Młodzieńcza fascynacja "bezkonnymi bryczkamił" przerodziła się u niego w całkowite poczucie misji cywilizacyjnej. Już w kilka miesięcy po pierwszym kontakcie z pojazdem napędzanym silnikiem de Dion wraz ze swoim przyjacielem i geniuszem konstrukcyjnym Georgesem Boutonem założył fabrykę silników parowych i automobili. W roku 1882 firma przedstawiła swój pierwszy patent, tylną oś lekkiej konstrukcji, dzięki której własności jezdne samochodów przeskoczyły od razu kilka generacji inżynierskich i kilkadziesiąt lat rozwoju. W roku 1890 uzyskała patent na wysokoobrotowy, jednocylindrowy silnik spalinowy, którego produkcję seryjną uruchomiono pięć lat później wraz z samochodzikiem o nazwie La Petite ("maleńka"). Był to pierwszy na świecie mały samochód produkowany seryjnie. W roku 1900 fabryka De Dion-Bouton była największym wytwórcą aut, sprzedawała rocznie 400 samochodów i 3200 silników (użyczała swej licencji 150 przedsiębiorstwom!). W roku 1910 De Dion-Bouton stworzyła pierwszy na świecie widlasty silnik 8-cylindrowy o fenomenalnej wtedy mocy 35 KM, projektowała też i produkowała pojazdy dla armii.
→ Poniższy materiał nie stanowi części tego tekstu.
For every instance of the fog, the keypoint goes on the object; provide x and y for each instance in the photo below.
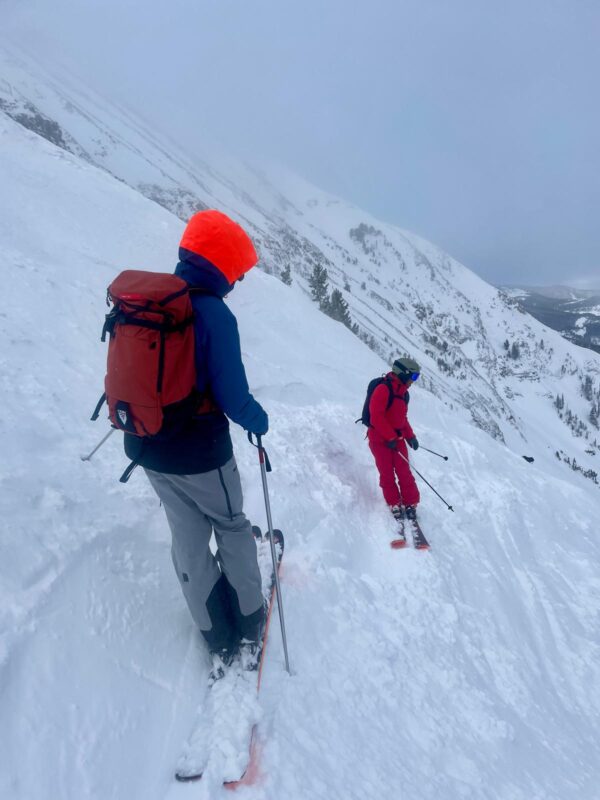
(475, 124)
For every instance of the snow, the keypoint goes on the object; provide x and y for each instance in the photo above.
(469, 671)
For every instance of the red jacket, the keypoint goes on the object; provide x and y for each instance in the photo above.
(388, 423)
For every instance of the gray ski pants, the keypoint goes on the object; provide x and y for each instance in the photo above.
(197, 505)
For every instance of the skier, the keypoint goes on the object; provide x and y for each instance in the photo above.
(389, 433)
(194, 472)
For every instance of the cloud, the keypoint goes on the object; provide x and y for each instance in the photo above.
(476, 130)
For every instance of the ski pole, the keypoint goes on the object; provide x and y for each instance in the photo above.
(98, 446)
(264, 467)
(426, 481)
(434, 453)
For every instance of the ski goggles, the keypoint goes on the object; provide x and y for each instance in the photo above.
(414, 376)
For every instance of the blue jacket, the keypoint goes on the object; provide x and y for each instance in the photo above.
(204, 444)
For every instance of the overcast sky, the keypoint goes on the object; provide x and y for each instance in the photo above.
(475, 123)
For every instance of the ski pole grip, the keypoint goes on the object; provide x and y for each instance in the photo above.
(262, 453)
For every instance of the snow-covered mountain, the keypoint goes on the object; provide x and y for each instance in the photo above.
(574, 313)
(470, 671)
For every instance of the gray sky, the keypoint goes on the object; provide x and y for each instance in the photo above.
(473, 123)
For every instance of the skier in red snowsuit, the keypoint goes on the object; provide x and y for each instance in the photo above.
(389, 433)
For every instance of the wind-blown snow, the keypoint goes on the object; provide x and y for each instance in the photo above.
(470, 671)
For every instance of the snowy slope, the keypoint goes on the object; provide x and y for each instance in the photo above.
(404, 293)
(470, 671)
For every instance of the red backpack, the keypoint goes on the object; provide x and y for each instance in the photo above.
(150, 384)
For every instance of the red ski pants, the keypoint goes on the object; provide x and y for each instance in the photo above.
(395, 478)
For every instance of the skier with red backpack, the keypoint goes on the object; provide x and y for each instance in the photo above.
(389, 433)
(175, 378)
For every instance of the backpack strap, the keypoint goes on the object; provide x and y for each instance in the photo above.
(391, 397)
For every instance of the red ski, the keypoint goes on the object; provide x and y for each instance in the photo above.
(251, 772)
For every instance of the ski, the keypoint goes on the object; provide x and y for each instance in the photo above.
(400, 541)
(238, 674)
(418, 537)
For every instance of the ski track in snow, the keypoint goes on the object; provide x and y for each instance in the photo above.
(469, 671)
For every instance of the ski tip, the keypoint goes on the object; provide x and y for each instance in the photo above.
(187, 778)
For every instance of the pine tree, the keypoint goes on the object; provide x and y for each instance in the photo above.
(319, 287)
(286, 275)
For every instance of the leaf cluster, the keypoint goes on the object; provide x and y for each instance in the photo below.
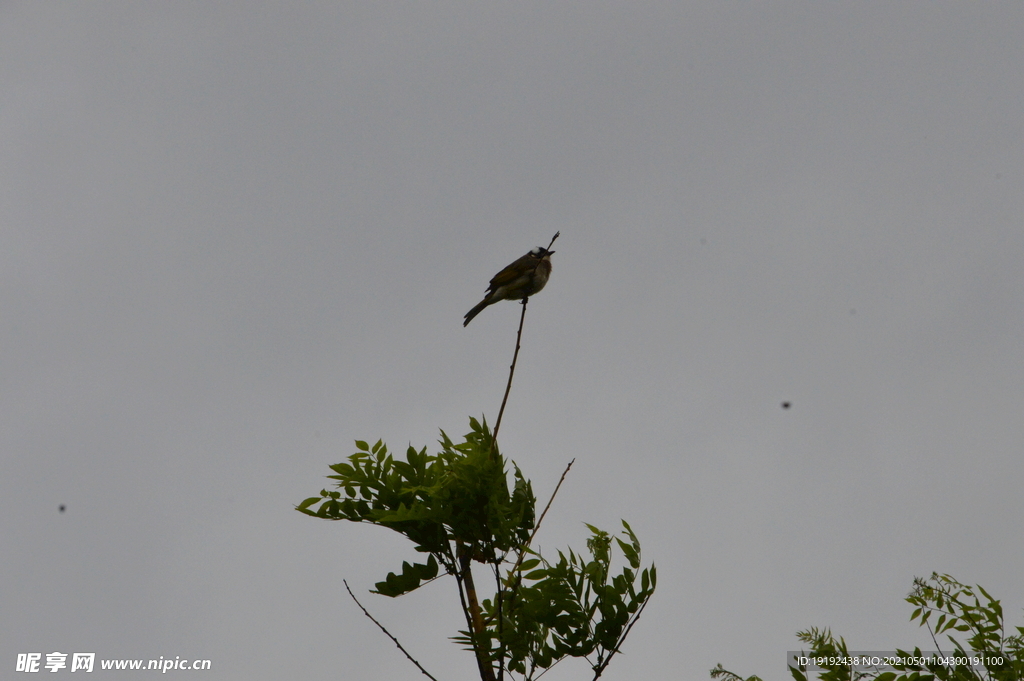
(570, 607)
(461, 506)
(455, 503)
(958, 609)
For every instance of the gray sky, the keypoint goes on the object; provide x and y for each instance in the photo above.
(239, 236)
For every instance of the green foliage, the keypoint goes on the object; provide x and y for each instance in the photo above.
(958, 610)
(460, 506)
(459, 495)
(569, 607)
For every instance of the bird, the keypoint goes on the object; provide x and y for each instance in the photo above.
(517, 282)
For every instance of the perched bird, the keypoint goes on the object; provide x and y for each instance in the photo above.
(517, 282)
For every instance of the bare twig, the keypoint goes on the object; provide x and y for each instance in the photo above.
(366, 612)
(515, 355)
(508, 386)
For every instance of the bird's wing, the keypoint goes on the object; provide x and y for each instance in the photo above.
(513, 271)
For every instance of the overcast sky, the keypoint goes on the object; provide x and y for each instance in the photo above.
(236, 237)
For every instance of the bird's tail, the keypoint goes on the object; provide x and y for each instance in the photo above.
(476, 310)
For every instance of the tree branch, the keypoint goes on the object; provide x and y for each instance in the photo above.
(366, 612)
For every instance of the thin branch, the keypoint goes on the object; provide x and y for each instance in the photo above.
(522, 552)
(366, 612)
(508, 387)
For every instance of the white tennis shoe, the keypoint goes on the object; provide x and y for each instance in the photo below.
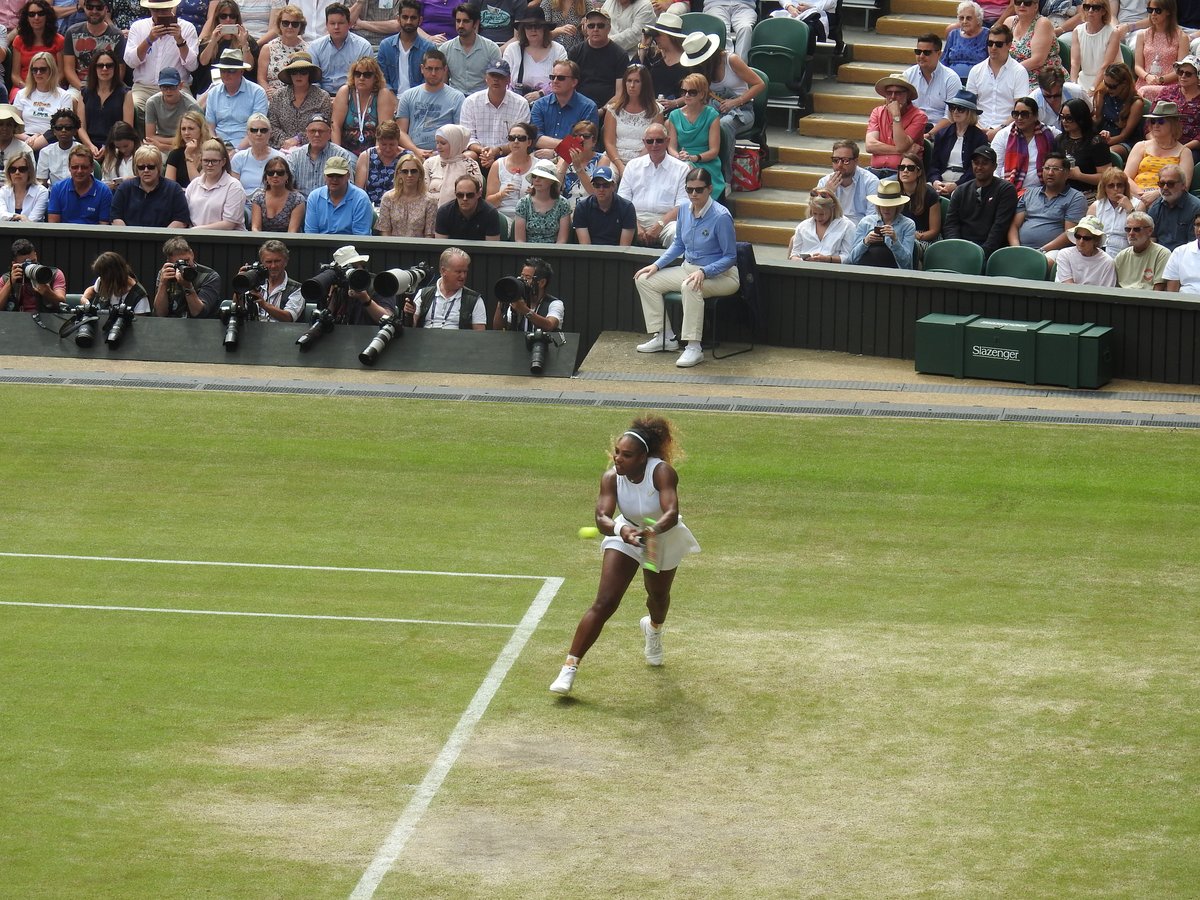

Ta ostatnia działalność spowodowała paradoksalnie zapaść firmy - po wybuchu I wojny światowej markiz de Dion, cierpiąc na syndrom boskości (nazywany też syndromem Frankensteina), poczuł się współodpowiedzialny za rozpętanie "mordowania na niewiarygodną skalę" i wycofał się z życia przemysłowego.
Syndrom boskości
Niemcy wymyślili samochód, ale bez Francuzów bylibyśmy do dziś na etapie "bezkonnych bryczek". Życie i działalność tego wielkiego wizjonera, przemysłowca i konstruktora wpisały się doskonale w treść tej lansowanej przez Francuzów sentencji.